Not exactly. The dealership is licensed in the state as an official agent of the automaker and is subhect to the states jurisdiction.
Can the CA legislature dictate than no car can be sold in the state of CA unless it came off an assembly line located in the state, and the corporate headquaters of the company building them is located in, and paying their state income taxes to the state of California?
Sure. But that doesn't mean that the auto makers will comply, and, as green as the left coast is - I doubt the people would be happy if no new cars could be sold in the state because of some silly act of thier legislature...
If California can do that with cars, or anything else, what will be the effect on interstate commerce if they do it, and then other states follow suit to protect their own industries and tax base?
Obviously this would be suboptimal (LOL). However, as it would be insane for almost any major manufacturer to have plants "everywhere" - it would likewise be insane for states to begin making such laws! 200 years ago perhaps, since most things NEEDED to be produced locally as the cost and risk of transport was too expensive.
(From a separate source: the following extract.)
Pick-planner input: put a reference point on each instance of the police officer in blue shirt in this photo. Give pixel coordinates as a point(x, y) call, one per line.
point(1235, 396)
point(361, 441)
I contend that a broad definition of what the commerce clause to allow regulation of intrastate is the exact opposite of it's original intent as it gives the Federal Government the power to regulate - theoretically - all the way into you bedroom.
I agree the "substantial effects" doctrine needs to go, but I still contend that the original intent of the Commerce Clause would disallow a state imposing an embargo for the same reasons it would disallow imposing an import tax, duty, or tariff. The are all equally destructive to interstate commerce.